Hong Kong Freedom Protests

 In Foreign

They were all dressed in black, a sea of protesters that filled the streets of Hong Kong over the last few days. Hundreds of thousands of people were in direct confrontation to the totalitarian nature of China. What are the implications? Huge.

“It’s not the endgame, because the Hong Kong government and Beijing just turned a whole generation of students from citizens to dissidents.” Joshua Wong, pro-Democracy activist released from prison on Monday

The protests stemmed from an extradition law that would make it easy to prosecute Hong Kong citizens in Communist China. The people balked. They viewed it as an “assault on their rights.” The Special Administrative Region suddenly would have been not so “special.” The 1997 “deal” gives Hong Kong 50 years to assimilate into Communist China’s repressive environment.. Looks like they don’t want to do that.

The Chief Executive (who is backed by Beijing), Carrie Lam, at first pushed back against the protesters. But her actions created even more protesters, so she suspended the vote on the law. But even though she “apologized” for the conflicts, now they demand she step down with even MORE protests. Most of the 70 member legislative body are pro-Beijing, so the protesters are demanding the law be permanently removed from consideration so that the legislature can’t pass it at all.

Hong Kong was “given back” to mainland China by the British on July 1, 1997. Instantly, the freedom loving, wealthy protectorate became part of a totalitarian state. They were used to capitalism, and their wealth proved it. The idea was to create one nation, two systems – one communist with all that entails, the other relatively autonomous with freedom. Beijing has other thoughts on the matter.
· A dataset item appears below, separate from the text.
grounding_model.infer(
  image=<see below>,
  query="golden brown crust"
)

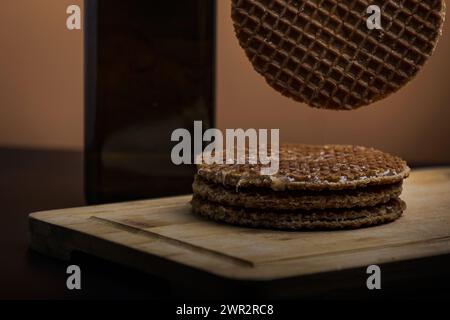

“For decades, Hong Kong’s relative autonomy has made the island territory an appealing place to do business in Asia. But under stronger Chinese rule, financial markets and regulatory systems in Hong Kong may become less reliable as they begin to reflect the national interests of China – not those of the free market.”

The Conversation

Chinese nationals in Hong Kong have amassed an enormous amount of wealth. Will Communist China allow the massive protests? The danger for a totalitarian regime in allowing them is that the spirit of the protests could catch on in the mainland in spite of the history of previous years.

The massacre in Tiananmen Square in 1989 cracked down on the China’s pro-Democracy movement. If they attempt a similar move with these protests, the result will be even more bloody. It would also severely deter Taiwan from ever reunifying with the mainland – which is something sought after by Beijing.

The Communist government has blocked some news and attempted to subvert the message of the protests by blaming the US for “meddling.” But the fact is that it’s organic from within Hong Kong. And the pro-Democracy movement won’t be shut down by attacks.

If Xi exercises disciplined restraint and allows Hong Kong to evolve, we will be in a vastly different world – and may be able to talk about a long-term evolution from dictatorship toward freedom for China.

If, on the other hand, he moves to crush dissent and to impose totalitarian controls on Hong Kong, we will be in a much more serious challenge to freedom across the planet.

This is a critically consequential moment that matters to all of us – not just to the more than seven million citizens of Hong Kong. Now, we must wait and see what Xi decides.